Zika virus (ZIKV) is an arthropod-borne flavivirus transmitted by Aedes mosquitoes. Aedes albopictus is an important vector of ZIKV worldwide. To date, most experiments have focused on the vertical transmission of ZIKV in Ae. aegypti, while studies on Ae. albopictus are very limited. To explore vertical transmission in Ae. albopictus, a series of laboratory studies were carried out.

Methodology/principal findings

In this study, Ae. albopictus were blood-fed with ZIKV-infectious blood, and the ovaries and offspring viral infection rates were analyzed by reverse transcription PCR (RT-PCR), real-time reverse transcription PCR (RT-qPCR) and immunohistochemistry (IHC). ZIKV was detected in the ovaries and oviposited eggs in two gonotrophic cycles. The minimum filial egg infection rates in two gonotrophic cycles were 2.06% and 0.69%, and the effective population transmission rate was 1.87%. The hatching, pupation, and emergence rates of infected offspring were not significantly different from those of uninfected offspring, indicating that ZIKV did not prevent the offspring from completing the growth and development process. ZIKV was detected in three of thirteen C57BL/6 suckling mice bitten by ZIKV-positive F1 females, and the viremia persisted for at least seven days.

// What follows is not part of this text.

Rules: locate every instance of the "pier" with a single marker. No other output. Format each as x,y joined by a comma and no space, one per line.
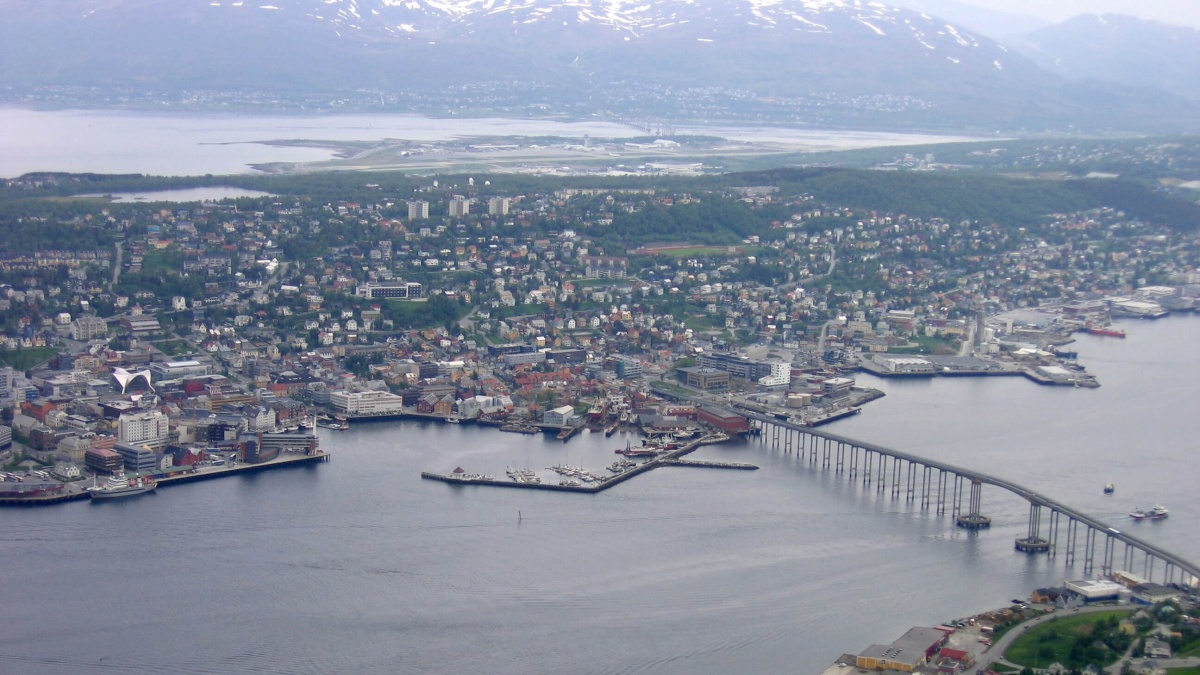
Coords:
670,458
1054,527
78,490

ZIKV can be vertically transmitted in Ae. albopictus via transovarial transmission. The vertical transmission rates in F1 eggs and adults were 2.06% and 1.87%, respectively. Even though the vertical transmission rates were low, the female mosquitoes infected via the congenital route horizontally transmitted ZIKV to suckling mice through bloodsucking. This is the first experimental evidence of offspring with vertically transmitted ZIKV initiating new horizontal transmission. The present study deepens the understanding of the vertical transmission of flaviviruses in Aedes mosquitoes and sheds light on the prevention and control of mosquito-borne diseases.